Brailleschrift: Schriftsystem aus sechs Punkten
Wie funktioniert die Brailleschrift nun genau? Grundlage bildet ein Raster aus sechs Punkten, die in zwei senkrechten Reihen zu drei Punkten nebeneinander angeordnet werden. Dieses Raster wird erhaben ins Papier gestanzt und lässt sich mit dem Finger ertasten. Die Punkte werden nummeriert. Links oben im Raster befindet sich Punkt 1, darunter Punkt 2, links unten folgt Punkt 3. Rechts oben ist Punkt 4 angeordnet, darunter Punkt 5 und Punkt 6. Mittels dieser binären 6-Bit-Codierung lassen sich insgesamt 64 Braille-Zeichen darstellen. Steht Punkt 1 allein, symbolisiert dies zum Beispiel den Buchstaben “a”. Punkt 1 und 2 ergeben den Buchstaben “b”, Punkt 1 und 4 den Buchstaben “c”.

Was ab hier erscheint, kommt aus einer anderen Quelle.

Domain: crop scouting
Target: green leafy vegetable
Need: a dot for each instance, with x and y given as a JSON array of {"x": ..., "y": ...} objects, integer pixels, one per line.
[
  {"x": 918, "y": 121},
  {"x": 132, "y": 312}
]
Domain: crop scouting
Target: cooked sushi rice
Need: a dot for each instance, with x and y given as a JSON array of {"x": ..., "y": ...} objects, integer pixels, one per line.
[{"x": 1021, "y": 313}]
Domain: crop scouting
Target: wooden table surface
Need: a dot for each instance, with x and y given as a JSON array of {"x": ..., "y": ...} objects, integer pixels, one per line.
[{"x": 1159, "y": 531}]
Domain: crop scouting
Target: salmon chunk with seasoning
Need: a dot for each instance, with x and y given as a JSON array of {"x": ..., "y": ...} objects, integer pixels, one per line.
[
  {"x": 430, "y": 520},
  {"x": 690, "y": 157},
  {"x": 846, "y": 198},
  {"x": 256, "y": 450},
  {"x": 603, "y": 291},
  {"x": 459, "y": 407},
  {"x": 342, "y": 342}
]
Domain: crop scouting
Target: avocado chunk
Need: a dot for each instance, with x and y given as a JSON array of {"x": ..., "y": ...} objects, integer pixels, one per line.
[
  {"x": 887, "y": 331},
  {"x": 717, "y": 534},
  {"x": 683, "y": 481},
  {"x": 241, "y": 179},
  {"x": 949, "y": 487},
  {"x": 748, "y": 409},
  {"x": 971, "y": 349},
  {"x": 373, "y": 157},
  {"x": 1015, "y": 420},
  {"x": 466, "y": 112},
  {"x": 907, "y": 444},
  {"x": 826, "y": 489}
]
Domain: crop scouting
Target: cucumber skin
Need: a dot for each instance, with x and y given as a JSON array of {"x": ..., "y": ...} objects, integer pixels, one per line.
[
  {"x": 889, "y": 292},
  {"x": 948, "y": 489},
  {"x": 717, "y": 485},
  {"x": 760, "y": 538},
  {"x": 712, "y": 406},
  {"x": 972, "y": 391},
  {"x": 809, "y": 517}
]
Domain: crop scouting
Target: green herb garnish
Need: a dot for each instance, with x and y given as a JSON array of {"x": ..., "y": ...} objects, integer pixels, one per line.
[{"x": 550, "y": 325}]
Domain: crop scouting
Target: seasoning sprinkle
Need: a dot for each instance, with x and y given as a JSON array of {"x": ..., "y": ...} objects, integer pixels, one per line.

Eigenheiten der Blindenschrift im Vergleich zur Schwarzschrift
Aus Gründen der Einfachheit wird bei der Brailleschrift auf Großschreibung verzichtet. Mittels eines speziellen Vorzeichens lässt sich jedoch darstellen, wenn ein Buchstabe im Ausgangstext groß geschrieben wurde. Mithilfe solcher Vorzeichen lassen sich auch Zahlen darstellen. Für die Zahlen 1 bis 10 verwendet man die Buchstaben “a” bis “j” mit einem vorgesetzten “Zahlenzeichen”.
Brailleschrift international
Heute wird die Brailleschrift international verwendet. Alle Sprachen, für die es auf der Welt Schriftzeichen gibt, lassen sich auch im Punktschriftsystem darstellen. So gibt es zum Beispiel eigene Punktkombinationen für das russische oder das chinesische Alphabet sowie für verschiedene Umlaute. Spezielle Brailleschriften gibt es auch für die unterschiedlichen Fachsprachen, zum Beispiel für Mathematik, Chemie und Musiknoten.
Brailleschrift schreiben: Punktschriftmaschinen und -tafeln
Bereits seit 1880 gibt es spezielle Schreibmaschinen für die Brailleschrift, die man als Punktschriftmaschinen bezeichnet. Bei diesen Maschinen ist jedem Punkt eine Taste zugeordnet. Möchte man einen Buchstaben zu Papier bringen, drückt man die entsprechenden Tasten, die der Punktecodierung entsprechen.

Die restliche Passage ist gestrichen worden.